Defra announces 2017 bathing water quality results – East Devon District Council beaches all classed as ‘Excellent’
For the first time, the bathing waters of all East Devon District Council-owned beaches have been classed as 'Excellent' following stringent testing by the Department for Environment, Food and Rural Affairs (Defra).
The announcement of the 2017 bathing water quality results, which was made by Defra yesterday, revealed that all six of the district’s beaches received an ‘Excellent’ classification – which is the highest and cleanest class. The classification means that the water quality over the last four years has been the best it can be.

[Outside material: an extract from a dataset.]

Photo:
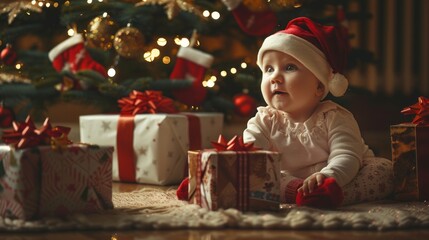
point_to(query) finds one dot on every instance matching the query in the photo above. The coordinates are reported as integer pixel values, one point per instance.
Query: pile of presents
(44, 174)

The private beaches of Sandy Bay and Ladram Bay both attained high standards too – ‘Excellent’ for Sandy Bay and ‘Good’ for Ladram Bay. Ladram Bay is a small beach at the head of a narrow valley fed by a stream which runs through active agricultural land. It can be vulnerable to short term pollution incidents caused by rain water run-off, and the latest classification represents an improvement on recent years.
The news was today welcomed by Councillor Tom Wright, East Devon District Council’s Environment Portfolio Holder, who said:
This is a fantastic result for East Devon and the reward for several years of good joint working with our partners and local landowners. Our beaches are a crown jewel for East Devon and we are proud that the bathing water meets the very highest standards which will provide water users with opportunities for enjoying our sea safely.
The top classification is a goal that the council has been aiming for and is a result of a combined effort between the council, the Environment Agency, South West Water and local farmers and land owners. The organisations have worked together to reduce the potential for dirty water to enter East Devon’s rivers and streams, and to inform and educate the public.
The water quality is tested by the Environment Agency every week throughout the summer and the results are considered alongside those from the previous three years too.
The district council’s Environmental Health team are advised of the results, and are responsible for informing members of the public about water quality. This information includes a system of real time predictions of poor quality and the council recently installed an electronic sign at each of its beaches so that people using the water can see whether the water on any particular day is likely to meet the required standards.
Poor water quality has been shown to occur only after heavy rainfall around our coasts, and most likely on beaches fed by rivers and streams. The standards were tightened in 2015 meaning that the ‘Excellent’ classification represents only the very best water quality.